道外事業者も進出、高まる期待
北海道は、未来の洋上風力発電基地だ。国は2040年までの洋上風力発電の導入目標として、本道には全国で最多となる955-1465万㎾を定めた。道内5区域が洋上風力発電の準備区域に位置付けられ、新たなビジネスチャンスを察知した道外事業者の進出も見られるなど期待が高まっている。

メンテナンスなど新たなビジネスチャンスが眠る
「風況の良さなど、ポテンシャルが高い」-。桧山沖で計画を立ち上げた電源開発(東京)の担当者は北海道をこう評する。石狩市沖でも7者が一般海域での事業に向けた手続きに着手しているほか、グリーンパワーインベストメント(同)を代表とする合同会社が港湾エリアでの発電所新設に向けた陸上工事を始めるなど、本道の洋上風力時代の到来を予感させる。

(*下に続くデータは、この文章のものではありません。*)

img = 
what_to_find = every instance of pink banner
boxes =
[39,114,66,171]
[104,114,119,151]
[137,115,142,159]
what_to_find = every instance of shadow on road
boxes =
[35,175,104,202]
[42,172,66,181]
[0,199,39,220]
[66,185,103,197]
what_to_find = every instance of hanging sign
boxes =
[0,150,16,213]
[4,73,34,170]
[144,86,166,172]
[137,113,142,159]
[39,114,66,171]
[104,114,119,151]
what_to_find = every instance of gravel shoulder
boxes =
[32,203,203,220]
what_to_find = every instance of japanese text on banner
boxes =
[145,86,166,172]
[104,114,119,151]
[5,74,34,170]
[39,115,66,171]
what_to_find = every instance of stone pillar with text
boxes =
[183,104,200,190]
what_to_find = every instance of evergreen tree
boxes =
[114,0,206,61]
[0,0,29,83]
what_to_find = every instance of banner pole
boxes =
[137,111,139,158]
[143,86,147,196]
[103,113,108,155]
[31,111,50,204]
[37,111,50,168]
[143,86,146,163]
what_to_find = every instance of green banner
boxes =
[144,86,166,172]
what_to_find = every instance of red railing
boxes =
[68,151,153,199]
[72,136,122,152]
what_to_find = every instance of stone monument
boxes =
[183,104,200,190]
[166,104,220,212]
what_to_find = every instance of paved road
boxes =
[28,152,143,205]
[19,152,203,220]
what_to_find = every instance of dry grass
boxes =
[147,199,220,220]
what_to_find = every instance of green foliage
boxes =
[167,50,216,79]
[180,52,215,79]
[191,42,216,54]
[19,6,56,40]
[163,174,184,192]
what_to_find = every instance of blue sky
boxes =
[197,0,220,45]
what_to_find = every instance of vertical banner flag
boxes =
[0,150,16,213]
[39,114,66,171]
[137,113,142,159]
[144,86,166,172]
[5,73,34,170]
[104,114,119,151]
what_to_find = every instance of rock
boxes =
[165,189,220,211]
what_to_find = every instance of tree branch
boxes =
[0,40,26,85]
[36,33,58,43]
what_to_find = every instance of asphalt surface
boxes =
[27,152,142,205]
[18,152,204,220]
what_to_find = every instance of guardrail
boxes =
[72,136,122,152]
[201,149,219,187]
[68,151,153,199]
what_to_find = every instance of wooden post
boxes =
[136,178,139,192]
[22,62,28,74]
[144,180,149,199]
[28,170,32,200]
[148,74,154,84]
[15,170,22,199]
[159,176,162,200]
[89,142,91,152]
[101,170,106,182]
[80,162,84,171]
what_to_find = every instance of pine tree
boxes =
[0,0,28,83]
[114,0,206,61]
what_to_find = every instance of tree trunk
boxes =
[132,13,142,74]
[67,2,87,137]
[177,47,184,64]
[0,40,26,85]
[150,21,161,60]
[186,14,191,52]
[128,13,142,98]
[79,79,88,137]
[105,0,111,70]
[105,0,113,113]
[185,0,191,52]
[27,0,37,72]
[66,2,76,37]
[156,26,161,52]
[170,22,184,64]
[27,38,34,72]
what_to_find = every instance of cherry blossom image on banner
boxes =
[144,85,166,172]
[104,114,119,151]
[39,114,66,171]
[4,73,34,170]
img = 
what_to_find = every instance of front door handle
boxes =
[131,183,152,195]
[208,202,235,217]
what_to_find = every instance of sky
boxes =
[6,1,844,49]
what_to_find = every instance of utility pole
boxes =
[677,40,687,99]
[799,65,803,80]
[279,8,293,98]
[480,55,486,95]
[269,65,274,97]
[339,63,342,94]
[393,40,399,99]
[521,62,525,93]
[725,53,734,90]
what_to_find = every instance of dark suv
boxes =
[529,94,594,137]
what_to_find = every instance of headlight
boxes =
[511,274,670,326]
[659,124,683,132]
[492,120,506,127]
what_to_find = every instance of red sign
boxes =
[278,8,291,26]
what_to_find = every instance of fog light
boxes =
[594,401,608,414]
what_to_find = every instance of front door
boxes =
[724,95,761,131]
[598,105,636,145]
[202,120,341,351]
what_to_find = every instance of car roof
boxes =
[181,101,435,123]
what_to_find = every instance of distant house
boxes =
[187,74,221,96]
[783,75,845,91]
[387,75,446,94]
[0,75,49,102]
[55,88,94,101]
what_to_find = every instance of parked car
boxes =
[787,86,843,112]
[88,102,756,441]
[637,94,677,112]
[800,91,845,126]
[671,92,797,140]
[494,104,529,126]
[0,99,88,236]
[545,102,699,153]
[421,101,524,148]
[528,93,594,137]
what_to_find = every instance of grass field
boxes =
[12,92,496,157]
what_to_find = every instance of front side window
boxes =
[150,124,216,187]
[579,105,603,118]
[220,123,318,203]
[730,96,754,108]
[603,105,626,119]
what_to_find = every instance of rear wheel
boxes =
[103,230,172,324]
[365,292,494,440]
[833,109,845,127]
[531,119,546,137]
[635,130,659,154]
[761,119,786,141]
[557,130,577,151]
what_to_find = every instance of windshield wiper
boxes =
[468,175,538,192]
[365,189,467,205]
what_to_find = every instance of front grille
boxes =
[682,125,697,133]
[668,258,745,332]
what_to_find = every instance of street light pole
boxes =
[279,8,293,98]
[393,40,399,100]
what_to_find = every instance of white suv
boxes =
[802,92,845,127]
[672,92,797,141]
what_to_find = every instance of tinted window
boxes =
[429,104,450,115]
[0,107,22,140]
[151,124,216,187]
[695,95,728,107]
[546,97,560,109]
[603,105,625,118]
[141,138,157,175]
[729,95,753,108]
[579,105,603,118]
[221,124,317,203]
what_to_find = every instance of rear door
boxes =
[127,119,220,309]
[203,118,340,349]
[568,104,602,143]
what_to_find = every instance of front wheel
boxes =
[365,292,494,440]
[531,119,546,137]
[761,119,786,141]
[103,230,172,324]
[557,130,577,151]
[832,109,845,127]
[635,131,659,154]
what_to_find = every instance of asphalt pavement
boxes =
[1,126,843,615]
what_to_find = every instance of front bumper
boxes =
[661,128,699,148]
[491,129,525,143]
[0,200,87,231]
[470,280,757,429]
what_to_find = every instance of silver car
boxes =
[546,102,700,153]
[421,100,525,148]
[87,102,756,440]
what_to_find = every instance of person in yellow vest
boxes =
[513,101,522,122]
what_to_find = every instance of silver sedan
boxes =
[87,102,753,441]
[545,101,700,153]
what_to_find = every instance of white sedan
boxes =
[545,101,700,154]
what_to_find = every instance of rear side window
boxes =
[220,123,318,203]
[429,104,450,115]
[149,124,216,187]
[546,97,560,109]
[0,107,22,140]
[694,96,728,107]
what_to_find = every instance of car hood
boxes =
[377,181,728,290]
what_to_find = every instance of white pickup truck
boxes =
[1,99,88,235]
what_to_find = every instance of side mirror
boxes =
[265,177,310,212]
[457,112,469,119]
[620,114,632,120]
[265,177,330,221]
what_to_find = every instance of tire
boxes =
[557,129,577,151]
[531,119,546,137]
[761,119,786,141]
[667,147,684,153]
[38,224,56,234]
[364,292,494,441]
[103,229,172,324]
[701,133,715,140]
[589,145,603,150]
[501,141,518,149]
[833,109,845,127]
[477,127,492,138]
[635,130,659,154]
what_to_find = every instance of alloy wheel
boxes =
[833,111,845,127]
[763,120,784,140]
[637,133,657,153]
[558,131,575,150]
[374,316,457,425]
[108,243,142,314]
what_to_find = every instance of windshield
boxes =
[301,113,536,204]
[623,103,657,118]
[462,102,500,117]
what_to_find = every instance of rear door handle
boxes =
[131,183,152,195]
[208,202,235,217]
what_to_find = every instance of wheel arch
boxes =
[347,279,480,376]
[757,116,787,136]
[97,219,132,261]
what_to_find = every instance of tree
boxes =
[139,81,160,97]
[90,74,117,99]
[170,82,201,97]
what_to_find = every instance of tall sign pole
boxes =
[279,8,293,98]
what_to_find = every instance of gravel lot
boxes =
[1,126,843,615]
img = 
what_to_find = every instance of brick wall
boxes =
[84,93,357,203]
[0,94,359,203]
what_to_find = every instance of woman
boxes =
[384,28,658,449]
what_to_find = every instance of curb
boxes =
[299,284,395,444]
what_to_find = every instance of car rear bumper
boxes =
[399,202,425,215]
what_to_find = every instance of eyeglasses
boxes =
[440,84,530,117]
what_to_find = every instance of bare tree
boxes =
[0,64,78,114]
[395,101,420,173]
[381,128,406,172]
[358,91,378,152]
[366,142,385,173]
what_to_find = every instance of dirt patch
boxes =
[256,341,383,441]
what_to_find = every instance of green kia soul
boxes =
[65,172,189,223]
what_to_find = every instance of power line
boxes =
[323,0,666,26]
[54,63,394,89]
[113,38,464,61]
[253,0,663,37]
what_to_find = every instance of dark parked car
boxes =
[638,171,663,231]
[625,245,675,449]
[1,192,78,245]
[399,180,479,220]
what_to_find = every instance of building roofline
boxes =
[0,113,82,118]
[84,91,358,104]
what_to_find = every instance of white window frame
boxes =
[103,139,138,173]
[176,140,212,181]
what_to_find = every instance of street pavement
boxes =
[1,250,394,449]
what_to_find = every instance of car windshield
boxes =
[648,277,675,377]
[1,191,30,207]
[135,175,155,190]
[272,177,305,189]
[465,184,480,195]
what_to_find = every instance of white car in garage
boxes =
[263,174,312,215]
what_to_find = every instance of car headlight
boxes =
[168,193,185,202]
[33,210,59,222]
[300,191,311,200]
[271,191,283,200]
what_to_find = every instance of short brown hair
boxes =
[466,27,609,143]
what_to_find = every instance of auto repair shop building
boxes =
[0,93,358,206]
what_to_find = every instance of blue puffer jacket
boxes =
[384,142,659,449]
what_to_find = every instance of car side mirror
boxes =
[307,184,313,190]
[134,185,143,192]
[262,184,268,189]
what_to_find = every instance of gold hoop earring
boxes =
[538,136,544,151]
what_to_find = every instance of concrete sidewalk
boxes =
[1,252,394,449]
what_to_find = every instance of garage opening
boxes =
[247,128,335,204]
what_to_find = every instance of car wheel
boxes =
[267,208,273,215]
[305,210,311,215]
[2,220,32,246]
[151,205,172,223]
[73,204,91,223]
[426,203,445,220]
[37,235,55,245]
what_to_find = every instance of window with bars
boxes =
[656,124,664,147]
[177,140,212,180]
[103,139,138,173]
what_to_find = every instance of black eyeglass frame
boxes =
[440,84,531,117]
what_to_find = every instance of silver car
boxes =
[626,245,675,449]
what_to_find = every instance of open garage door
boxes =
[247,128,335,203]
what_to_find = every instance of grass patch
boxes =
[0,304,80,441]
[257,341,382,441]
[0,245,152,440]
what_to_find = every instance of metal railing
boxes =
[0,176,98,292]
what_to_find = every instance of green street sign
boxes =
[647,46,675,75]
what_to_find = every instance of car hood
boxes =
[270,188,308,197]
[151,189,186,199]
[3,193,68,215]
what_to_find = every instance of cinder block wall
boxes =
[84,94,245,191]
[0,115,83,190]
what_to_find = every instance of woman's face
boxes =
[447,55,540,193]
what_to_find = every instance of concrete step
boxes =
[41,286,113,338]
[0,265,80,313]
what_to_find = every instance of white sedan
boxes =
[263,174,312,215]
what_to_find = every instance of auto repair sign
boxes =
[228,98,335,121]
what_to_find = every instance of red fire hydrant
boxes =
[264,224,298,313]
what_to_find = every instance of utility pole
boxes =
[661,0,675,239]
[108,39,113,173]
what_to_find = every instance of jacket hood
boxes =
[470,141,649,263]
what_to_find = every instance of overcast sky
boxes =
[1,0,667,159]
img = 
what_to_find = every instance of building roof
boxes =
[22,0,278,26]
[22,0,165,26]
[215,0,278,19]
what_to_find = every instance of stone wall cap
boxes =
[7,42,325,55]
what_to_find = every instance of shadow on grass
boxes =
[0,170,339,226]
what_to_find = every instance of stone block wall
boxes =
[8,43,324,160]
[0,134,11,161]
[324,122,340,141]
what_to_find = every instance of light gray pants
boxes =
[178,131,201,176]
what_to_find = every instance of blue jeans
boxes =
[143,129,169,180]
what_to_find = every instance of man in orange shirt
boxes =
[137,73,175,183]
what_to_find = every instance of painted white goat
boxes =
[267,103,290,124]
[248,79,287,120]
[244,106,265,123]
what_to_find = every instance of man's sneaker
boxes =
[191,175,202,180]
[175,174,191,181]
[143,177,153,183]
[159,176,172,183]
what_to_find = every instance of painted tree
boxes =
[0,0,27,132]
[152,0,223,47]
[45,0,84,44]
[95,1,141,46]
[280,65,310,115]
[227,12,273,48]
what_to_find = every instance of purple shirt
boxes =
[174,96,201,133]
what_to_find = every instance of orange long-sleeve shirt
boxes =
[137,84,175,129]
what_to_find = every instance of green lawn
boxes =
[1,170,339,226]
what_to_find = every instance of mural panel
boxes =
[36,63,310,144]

国内の洋上風力に火が付いたのは、19年の再エネ海域利用法がきっかけ。大きなエネルギーを効率よく得られる洋上風力を推進して脱炭素化を加速させるため、海域利用などのルールを定めた。新設が可能と認める海域を「促進区域」に指定し、公募による事業者選定で30年間の海域占用を許可する。日本風力発電協会(東京)の調査によると、同法を機に21年1月末時点で全国41件1825万㎾分の計画が立ち上がった。
道内では石狩市沖、島牧沖、松前沖、岩宇および南後志地区沖、桧山沖の5区域が促進区域の前段階となる準備区域に整理された。これを受け、各事業者の計画や、漁業関係者との調整をはじめとした自治体の下準備が活発化している。
なぜ本道に洋上風力への期待がかかるのか。同協会の斉藤長理事が指摘するのは「年間設備利用率」だ。実際の発電電力量が、100%運転を続けた場合に得られる発電電力量の何パーセントに当たるかを示す指標。既存陸上風力発電所の比較では、全国平均の20-25%に対し北海道は平均25-30%と上回る。本道は他エリアより1・2倍以上多く発電できるほど風況が良いということだ。斉藤理事はこの差を「経済性の面で大きな違いが生まれる」と指摘する。
洋上風力に関する道内での事業ニーズを見越し、大企業が始動している。ことし4月に北海道支店を開設したのは、商船三井(東京)だ。同社の鍬田博文常務は「海に関する多様なグループ会社を持っていて、これらを洋上風力関連事業に生かせると考えている」と強調。既に秋田県で進む国内初の商用大型洋上風力発電事業には、同社が間接出資するSeajacks(シージャックス・英国)の設備設置船が基礎据え付けなどの作業に当たっている。
130年以上培ってきた「海運」が同社の柱。鍬田常務によると、発電機のパーツは海外からの運搬が多くなるという。そんな中、同社は海上輸送の商船三井ドライバルク(東京)や、重量物輸送の実績を持つ宇徳(神奈川)などグループ会社との連携で、風車ブレード、風車基礎部材といった主要な大型パーツを海から陸まで一貫輸送できる。
運転開始後に重要となるメンテナンスにも総力を結集する。将来的な人手不足が予想される中、同社は船員配乗会社Magsaysay(マグサイサイ・フィリピン)と作業員育成に取り組む。フィリピン国内でのトレーニング施設新築も計画していて「フィリピン人材を風車メンテナンスなどに投入できる体制を整える」(鍬田常務)と意気込む。そのほかにもアジア初となるメンテナンス作業船を建造中で、台湾のパートナーと共同での保有運航が決まっている。
このように、恵まれた自然環境から洋上風力発電の期待を一身に受ける北海道だが、系統接続など課題は多い。実現に向けては、現状を見据えた官民の連携が何よりも不可欠になりそうだ。